Male has been in contact with Leming’s mom, in fact, his mother put in a good word for Male at the L.A. show to make sure she got in.

That concert, Leming’s first after Idol, was to a packed house at a small club known for indie bands. Male says Spider-Man himself, Tobey Maguire, was in the audience.

“(Josiah) was so happy and humble,” Male said. “He was taken aback by how he was being greeted by people.”

Idol, though obviously an emotional roller coaster for Leming had opened many doors. In fact, the weekly Idol appearances were a spring board into Josiah fandom for all of the Lemingheads. However, they are quick to point out that his MySpace page revealed musical chops that producers didn’t accentuate as they focused on his back story. The Web, each of the women said, is what kept them coming back for more.

“I realized he was really a musician, a singer/songwriter of the old school age,” Conway said. “He seemed very much to be an old soul. I had an opportunity to concentrate on his music because I had to wait a week for him to be back on television.”

Once Josiah was off the show and the subsequent wave of TV appearances ended, the friends had to turn to his Web site for Josiah news.

The fact that he shows up there to answer questions or chat with his fans was an added bonus.

By the time Josiah announced the Dallas show, Conway was comfortable enough within the group to open her home.
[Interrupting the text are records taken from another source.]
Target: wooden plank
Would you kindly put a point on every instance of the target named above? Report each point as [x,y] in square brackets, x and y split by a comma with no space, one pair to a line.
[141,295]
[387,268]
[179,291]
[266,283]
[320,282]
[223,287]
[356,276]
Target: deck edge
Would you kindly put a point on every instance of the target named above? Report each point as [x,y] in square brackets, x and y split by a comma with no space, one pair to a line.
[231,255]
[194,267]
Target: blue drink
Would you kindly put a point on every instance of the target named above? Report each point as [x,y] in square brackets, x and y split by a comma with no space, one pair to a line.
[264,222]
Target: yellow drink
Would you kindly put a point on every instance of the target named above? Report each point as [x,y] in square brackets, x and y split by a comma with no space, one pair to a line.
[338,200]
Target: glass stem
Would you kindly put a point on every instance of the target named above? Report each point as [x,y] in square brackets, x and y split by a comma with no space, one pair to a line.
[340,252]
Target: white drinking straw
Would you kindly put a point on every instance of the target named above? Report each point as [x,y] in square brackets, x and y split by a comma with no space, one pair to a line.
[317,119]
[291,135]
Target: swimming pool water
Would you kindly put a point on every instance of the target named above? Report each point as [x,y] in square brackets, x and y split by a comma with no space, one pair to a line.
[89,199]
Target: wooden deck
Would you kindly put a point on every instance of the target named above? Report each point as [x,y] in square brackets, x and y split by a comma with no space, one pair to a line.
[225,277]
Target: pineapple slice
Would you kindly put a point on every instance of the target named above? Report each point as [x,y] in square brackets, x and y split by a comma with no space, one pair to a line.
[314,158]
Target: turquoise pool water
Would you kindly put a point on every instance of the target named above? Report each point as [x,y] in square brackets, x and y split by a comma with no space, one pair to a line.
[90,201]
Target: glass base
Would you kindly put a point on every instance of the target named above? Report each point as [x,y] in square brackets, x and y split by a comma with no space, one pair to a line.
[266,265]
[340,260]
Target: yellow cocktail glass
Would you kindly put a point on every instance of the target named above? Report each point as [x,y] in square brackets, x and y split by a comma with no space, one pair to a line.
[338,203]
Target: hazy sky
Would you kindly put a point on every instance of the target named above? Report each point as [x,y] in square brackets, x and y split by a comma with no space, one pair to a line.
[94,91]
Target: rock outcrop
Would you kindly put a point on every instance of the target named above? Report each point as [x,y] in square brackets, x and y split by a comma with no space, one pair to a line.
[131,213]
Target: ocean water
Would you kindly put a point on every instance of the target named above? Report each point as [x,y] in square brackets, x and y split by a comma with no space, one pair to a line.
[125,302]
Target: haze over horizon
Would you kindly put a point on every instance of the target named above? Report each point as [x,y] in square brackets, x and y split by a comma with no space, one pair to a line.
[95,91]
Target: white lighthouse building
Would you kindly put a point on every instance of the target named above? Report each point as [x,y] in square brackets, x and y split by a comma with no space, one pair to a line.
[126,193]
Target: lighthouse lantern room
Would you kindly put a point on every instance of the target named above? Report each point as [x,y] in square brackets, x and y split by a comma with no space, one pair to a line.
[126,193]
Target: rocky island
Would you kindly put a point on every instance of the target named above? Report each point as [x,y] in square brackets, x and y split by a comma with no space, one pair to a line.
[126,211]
“It was impulsive,” she said. “But I love cooking and hosting. It was very much in my nature to say everybody come here. We’d made friends and this was a very big thing. The fun of this is us getting together. If everybody’s here, we can stay up all night and talk, which is what we did.”

The freedom to be spontaneous seems to be an invigorating factor for the Lemingheads. Stepping outside the molds of being mom, wife or office worker, doing something unexpected and sharing it with new friends was a common theme.

“By the time we all made the trip, we were as excited to meet one and another – almost – as seeing Josiah,” Frasier explained.

When Josiah took the stage – with the Lemingheads supporting him wildly from the front row – sharing the experience made it all the more fun.

“I think knowing that people were there of the same mindset made it much more comfortable in interacting with Josiah,” Frasier said. “Enjoying the show, we were there as a group. He knew that and he welcomed that.”

The show – they all said – was fantastic. Leming played his older songs as well as some new ones for an upcoming album that will drop nationwide later this year.

“It was phenomenal,” Frasier said. “I’ve been to a lot of very good shows … his emotion – joking back and forth – it was very personal.”

They have since returned to their lives, complete with promises to make the get-together an annual occurrence.

But Conway said the experience runs deeper than that. Leming’s dream – maybe more importantly his commitment to that dream – provides the ladies with the inspiration to shake themselves from the ruts of their everyday lives.

“I know that it brought me back really hard. Could I have done that when I was 19 years old? Did I even know my dream at 19 enough to make those sacrifices?” she asked. “I can do this, too. I can rethink my goals and really get out there and do what I want to do in my life, too.

“That’s the inspiration of us getting together and going to his concert and applauding him. We wanted to give him back the joy he has given to us.”